Further, how is it that the maximal potential energy (which would be equal to the total mechanical energy)
is 1.8 J, instead of 0.200 J?

Thanks!

What value of k are your, the other graph using/assuming?

I haven't seen any force constants other than the provided 10.0 N/m, unfortunately.

My suspicion was that there's some kind of scale factor involved because of the "let 1 cm = 0.05 J vertically and 1 cm = 0.05 m horizontally" part in the problem description, but I'm not entirely sure how it would come about..

The result at the extremes should clearly be ##10 \cdot 0.3^2/2 = 0.9/2 = 0.45## J.

The suggested graph is just wrong. Perhaps from erroneously multiplying by 2 instead of dividing by 2?

Orodruin said:
The result at the extremes should clearly be ##10 \cdot 0.3^2/2 = 0.9/2 = 0.45## J.

The suggested graph is just wrong. Perhaps from erroneously multiplying by 2 instead of dividing by 2?
That's not the issue. The total energy is E = 0.200 J. This means that the amplitude of oscillations is $$A=\sqrt{\frac{2E}{k}}=\sqrt{\frac{2\times 0.200~(\text{J})}{10.0~(\text{N/m})}}=0.200~\text{m}$$ The oscillator does not have the energy to reach ##\pm 0.300~##m.

OP's plot looks correct but the plotted points should stop at ##\pm 0.200~##m.

100% agree with the energy at the extremes being 0.45 J and the amplitude of oscillations being 0.200 m. Totally matches everything I have, thank you for verifying that.

Even within the valid bounds of oscillation, there's some weirdness going on. In the 2nd graph (the one some sites copied from the solution manual), they have the potential energy being equal to 0.800 J at x = +/- 0.200 m.

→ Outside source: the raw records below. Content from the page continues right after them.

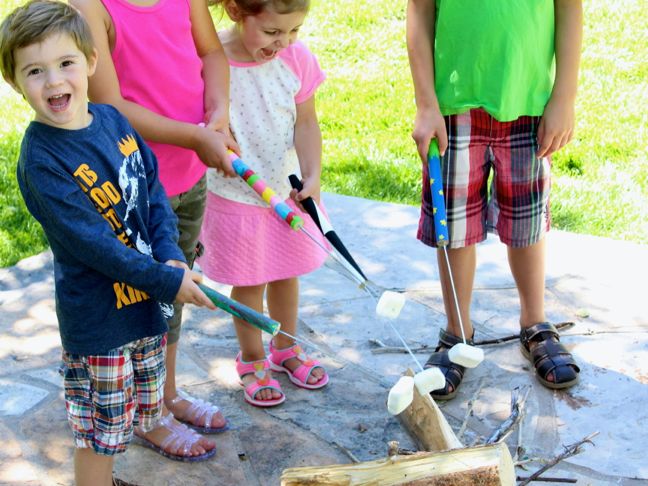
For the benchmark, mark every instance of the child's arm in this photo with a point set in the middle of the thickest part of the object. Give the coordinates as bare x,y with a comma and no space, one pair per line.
74,224
215,67
308,144
429,122
557,124
209,145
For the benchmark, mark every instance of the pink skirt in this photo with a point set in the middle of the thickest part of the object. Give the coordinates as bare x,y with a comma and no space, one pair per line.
249,245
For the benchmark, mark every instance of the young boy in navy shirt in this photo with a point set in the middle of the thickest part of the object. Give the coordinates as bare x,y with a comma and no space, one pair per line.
91,182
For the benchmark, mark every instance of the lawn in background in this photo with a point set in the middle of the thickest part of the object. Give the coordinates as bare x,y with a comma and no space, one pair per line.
366,109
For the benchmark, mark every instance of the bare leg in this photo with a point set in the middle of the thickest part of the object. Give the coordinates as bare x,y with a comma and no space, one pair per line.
250,337
528,269
92,469
180,408
283,301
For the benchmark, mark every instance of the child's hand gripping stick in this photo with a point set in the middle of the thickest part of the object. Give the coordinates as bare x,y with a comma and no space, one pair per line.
241,311
462,353
266,193
436,190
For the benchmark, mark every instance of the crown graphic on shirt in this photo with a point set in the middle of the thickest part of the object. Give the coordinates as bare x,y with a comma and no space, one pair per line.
128,145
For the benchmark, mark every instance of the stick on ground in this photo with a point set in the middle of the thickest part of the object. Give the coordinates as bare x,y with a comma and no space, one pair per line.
570,450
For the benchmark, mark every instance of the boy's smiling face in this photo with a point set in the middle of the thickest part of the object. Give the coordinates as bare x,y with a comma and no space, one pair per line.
53,78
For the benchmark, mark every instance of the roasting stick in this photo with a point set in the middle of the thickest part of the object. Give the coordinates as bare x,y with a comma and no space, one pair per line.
462,354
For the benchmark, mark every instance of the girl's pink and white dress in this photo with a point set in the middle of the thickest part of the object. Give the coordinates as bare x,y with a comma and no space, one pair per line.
246,243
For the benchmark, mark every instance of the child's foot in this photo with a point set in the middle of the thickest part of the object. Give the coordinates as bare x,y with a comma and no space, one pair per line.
177,441
196,413
555,367
260,389
301,370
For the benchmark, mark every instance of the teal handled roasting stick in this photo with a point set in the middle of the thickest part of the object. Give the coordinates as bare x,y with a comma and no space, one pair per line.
462,353
249,315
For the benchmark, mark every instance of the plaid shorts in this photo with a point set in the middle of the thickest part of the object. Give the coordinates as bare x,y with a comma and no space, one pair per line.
107,395
515,205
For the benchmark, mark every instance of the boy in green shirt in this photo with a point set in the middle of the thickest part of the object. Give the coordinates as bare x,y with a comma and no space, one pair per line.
495,83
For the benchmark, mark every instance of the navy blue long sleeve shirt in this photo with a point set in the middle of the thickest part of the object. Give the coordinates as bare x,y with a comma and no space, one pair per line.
96,193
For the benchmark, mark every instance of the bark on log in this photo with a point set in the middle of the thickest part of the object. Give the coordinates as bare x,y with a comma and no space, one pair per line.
488,465
426,424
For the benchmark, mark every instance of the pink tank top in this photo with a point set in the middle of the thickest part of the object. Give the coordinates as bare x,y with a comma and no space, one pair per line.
158,67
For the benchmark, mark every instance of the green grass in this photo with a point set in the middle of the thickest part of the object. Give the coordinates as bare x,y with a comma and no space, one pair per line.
366,109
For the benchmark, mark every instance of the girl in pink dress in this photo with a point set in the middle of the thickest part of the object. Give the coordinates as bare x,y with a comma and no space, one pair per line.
273,79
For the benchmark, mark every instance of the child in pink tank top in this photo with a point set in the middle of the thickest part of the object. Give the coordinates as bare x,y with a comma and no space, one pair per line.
162,65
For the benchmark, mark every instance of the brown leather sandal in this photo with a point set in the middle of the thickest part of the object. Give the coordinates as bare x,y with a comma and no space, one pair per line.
452,371
549,355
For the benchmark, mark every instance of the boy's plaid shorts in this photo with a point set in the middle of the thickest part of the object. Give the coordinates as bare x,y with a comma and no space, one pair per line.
107,395
515,204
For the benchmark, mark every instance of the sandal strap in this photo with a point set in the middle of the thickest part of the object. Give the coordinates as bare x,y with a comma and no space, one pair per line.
258,368
253,388
307,364
549,355
279,356
198,408
180,436
539,332
452,372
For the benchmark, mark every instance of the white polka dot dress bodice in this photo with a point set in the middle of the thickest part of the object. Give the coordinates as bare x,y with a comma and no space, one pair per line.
263,111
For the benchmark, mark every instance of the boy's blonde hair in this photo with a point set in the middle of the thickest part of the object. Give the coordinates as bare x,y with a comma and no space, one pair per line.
34,22
249,8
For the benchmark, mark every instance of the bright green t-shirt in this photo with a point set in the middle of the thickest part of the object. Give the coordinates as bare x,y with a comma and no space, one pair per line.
494,54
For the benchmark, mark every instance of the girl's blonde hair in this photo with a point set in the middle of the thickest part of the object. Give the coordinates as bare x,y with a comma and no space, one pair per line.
34,22
248,8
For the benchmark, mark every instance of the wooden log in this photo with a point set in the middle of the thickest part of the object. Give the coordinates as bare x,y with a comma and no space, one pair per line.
426,424
487,465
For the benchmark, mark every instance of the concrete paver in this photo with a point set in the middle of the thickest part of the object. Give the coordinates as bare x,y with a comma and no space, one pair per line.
594,282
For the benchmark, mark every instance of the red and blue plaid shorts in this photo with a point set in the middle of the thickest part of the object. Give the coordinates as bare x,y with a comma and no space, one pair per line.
107,395
514,205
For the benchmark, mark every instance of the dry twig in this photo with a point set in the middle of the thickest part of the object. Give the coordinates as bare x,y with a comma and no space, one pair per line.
570,450
517,405
469,406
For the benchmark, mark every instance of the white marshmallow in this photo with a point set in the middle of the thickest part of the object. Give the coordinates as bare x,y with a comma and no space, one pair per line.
465,355
401,395
390,304
429,380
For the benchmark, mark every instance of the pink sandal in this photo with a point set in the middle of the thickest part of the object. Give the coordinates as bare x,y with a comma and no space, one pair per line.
263,381
300,375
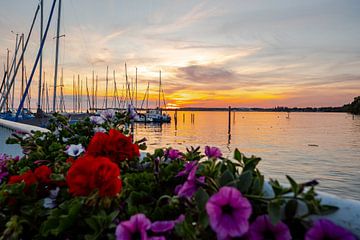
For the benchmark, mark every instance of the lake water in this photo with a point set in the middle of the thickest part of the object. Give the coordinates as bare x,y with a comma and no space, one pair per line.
306,146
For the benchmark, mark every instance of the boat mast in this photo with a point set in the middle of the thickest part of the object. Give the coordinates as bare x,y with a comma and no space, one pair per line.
57,55
135,88
126,87
40,63
96,88
93,91
159,89
74,93
13,87
8,78
107,83
22,68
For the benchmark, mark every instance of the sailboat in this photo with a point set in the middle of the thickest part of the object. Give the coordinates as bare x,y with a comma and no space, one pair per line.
154,115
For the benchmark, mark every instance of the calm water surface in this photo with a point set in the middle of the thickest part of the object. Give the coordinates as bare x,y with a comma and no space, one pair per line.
323,146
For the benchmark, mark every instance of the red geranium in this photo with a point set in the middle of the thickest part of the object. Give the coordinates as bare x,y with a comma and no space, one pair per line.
114,145
89,173
42,174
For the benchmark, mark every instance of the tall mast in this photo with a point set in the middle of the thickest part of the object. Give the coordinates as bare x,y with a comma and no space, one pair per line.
93,91
135,88
22,68
96,90
57,55
40,63
159,88
8,77
62,101
73,93
107,83
13,87
78,94
126,86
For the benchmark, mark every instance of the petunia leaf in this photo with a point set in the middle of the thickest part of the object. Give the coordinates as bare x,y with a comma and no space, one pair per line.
327,209
294,186
237,155
245,181
201,197
290,208
274,210
226,178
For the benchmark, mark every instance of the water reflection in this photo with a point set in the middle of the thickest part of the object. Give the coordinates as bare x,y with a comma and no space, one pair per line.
325,146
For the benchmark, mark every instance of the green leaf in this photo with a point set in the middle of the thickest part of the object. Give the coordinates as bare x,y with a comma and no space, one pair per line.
226,177
61,218
290,208
294,186
251,163
244,182
237,155
327,209
201,198
274,211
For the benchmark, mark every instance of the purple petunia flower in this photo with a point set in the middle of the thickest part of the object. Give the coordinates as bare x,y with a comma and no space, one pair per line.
212,152
190,186
97,120
228,213
165,226
75,150
135,227
325,229
173,154
108,114
188,167
99,129
3,164
262,228
139,226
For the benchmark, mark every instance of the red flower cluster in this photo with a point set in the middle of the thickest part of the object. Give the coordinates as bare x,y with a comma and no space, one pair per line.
88,173
114,145
40,174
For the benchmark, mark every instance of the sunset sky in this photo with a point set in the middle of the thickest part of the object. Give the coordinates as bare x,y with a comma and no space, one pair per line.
243,53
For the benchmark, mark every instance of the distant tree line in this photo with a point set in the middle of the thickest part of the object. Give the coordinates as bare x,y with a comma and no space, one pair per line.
353,107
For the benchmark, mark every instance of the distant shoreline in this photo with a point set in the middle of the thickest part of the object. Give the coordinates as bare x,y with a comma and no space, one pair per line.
277,109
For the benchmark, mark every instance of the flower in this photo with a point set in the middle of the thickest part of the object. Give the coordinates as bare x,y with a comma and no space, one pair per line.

Using kx²/2, I get 0.2 J. Very strange! I'm at a loss as for how they get a result a factor of 4 larger.

kuruman said:
That's not the issue. The total energy is E = 0.200 J. This means that the amplitude of oscillations is $$A=\sqrt{\frac{2E}{k}}=\sqrt{\frac{2\times 0.200~(\text{J})}{10.0~(\text{N/m})}}=0.200~\text{m}$$ The oscillator does not have the energy to reach ##\pm 0.300~##m.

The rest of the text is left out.